The other painting Perry discusses is Mario Moore's Henry Bibb and/or Mary Ann Shadd. You'll see it and gasp. In the evening, a woman has her back turned to us. She instead faces a river holding two boats with people in them. She wears an elaborate garment with highly stylized flowers and a bird. Pinks and purples shimmer in the late light. Her hair is no less elaborate. The river she faces, an electric blue, might be thought to flow from her or into her. It is distinct from the garment but the lines are suggestive. A modern city with all its lights is on the other side of that river. Perry says crossing that river to Canada was no less than freedom, once. I'll let Perry describe the history this painting references.
What I'm struck by is the iconography. So much of the river, the city, the sky relates to the central figure. The lines of the garment stand in symmetry with the waves; a bright bridge of the distant city gives a hint of angel's wings. The sky and the woman's hair are tinted with the same shade of blue.

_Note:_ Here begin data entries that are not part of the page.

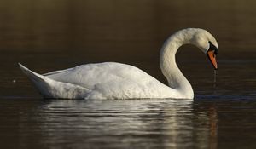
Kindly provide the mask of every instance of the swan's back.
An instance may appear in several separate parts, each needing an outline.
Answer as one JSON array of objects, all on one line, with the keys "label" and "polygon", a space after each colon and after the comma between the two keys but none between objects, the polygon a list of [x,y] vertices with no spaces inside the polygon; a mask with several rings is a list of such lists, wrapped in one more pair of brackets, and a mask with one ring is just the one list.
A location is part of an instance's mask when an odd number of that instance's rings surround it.
[{"label": "swan's back", "polygon": [[114,62],[82,65],[44,76],[88,89],[91,92],[85,98],[91,99],[160,98],[172,90],[135,66]]}]

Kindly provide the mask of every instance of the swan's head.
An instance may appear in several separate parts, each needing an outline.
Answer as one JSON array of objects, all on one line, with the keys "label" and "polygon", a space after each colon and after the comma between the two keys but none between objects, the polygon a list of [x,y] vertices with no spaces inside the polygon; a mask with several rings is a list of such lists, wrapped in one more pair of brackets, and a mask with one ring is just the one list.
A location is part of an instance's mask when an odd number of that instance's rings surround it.
[{"label": "swan's head", "polygon": [[213,36],[206,30],[196,29],[191,39],[192,43],[195,44],[207,55],[214,69],[217,69],[216,55],[218,53],[218,46]]}]

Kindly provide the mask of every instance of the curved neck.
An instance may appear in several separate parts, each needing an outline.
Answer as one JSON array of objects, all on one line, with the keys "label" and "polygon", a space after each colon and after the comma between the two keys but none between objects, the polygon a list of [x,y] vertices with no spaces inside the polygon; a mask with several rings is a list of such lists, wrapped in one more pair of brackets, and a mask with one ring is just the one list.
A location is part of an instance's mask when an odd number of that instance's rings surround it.
[{"label": "curved neck", "polygon": [[184,97],[194,96],[189,82],[178,69],[175,54],[179,47],[190,43],[192,36],[186,32],[178,32],[171,36],[164,43],[160,55],[162,73],[166,77],[169,86],[178,91]]}]

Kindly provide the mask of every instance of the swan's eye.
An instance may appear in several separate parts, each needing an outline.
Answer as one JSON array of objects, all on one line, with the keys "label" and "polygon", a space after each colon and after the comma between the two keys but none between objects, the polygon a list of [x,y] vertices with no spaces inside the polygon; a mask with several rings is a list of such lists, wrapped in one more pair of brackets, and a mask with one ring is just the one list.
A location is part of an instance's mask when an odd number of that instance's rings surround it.
[{"label": "swan's eye", "polygon": [[209,44],[210,46],[208,51],[214,51],[214,54],[218,54],[218,48],[215,45],[213,45],[210,41],[209,41]]}]

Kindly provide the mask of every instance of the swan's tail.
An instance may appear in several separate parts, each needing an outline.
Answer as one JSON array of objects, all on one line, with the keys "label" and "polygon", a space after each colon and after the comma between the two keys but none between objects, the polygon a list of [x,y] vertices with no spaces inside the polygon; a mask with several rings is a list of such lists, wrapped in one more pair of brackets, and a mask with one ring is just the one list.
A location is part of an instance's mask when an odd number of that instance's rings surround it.
[{"label": "swan's tail", "polygon": [[44,98],[81,99],[90,92],[81,86],[55,81],[40,75],[20,63],[19,66]]}]

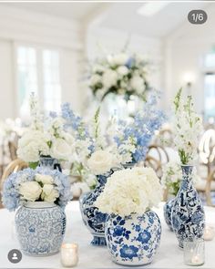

Art presents a language of need and more. The hopefulness of Henry Bibb and/or Mary Ann Shadd comes from the story it hints at. But you don't need to know much of that history for the painting to work; openness matters more. The entire landscape–river, waves, boats, city, and sky–might be emanating from her. What the business and engineer types who spent decades trolling don't understand is what it means to own a part of this world. Ownership isn't ultimately about money or property. It's really about understanding one's past and seeing one's future. Art brings you there, to statements that are truly yours and no one else's. Statements that allow you to speak for a people because they want you to speak for them. Perry's essay talks about how when things got worse–when political and legal battles failed–art was there, alongside grief. The inversion of practice is perhaps the most necessary, most practical thing conceivable.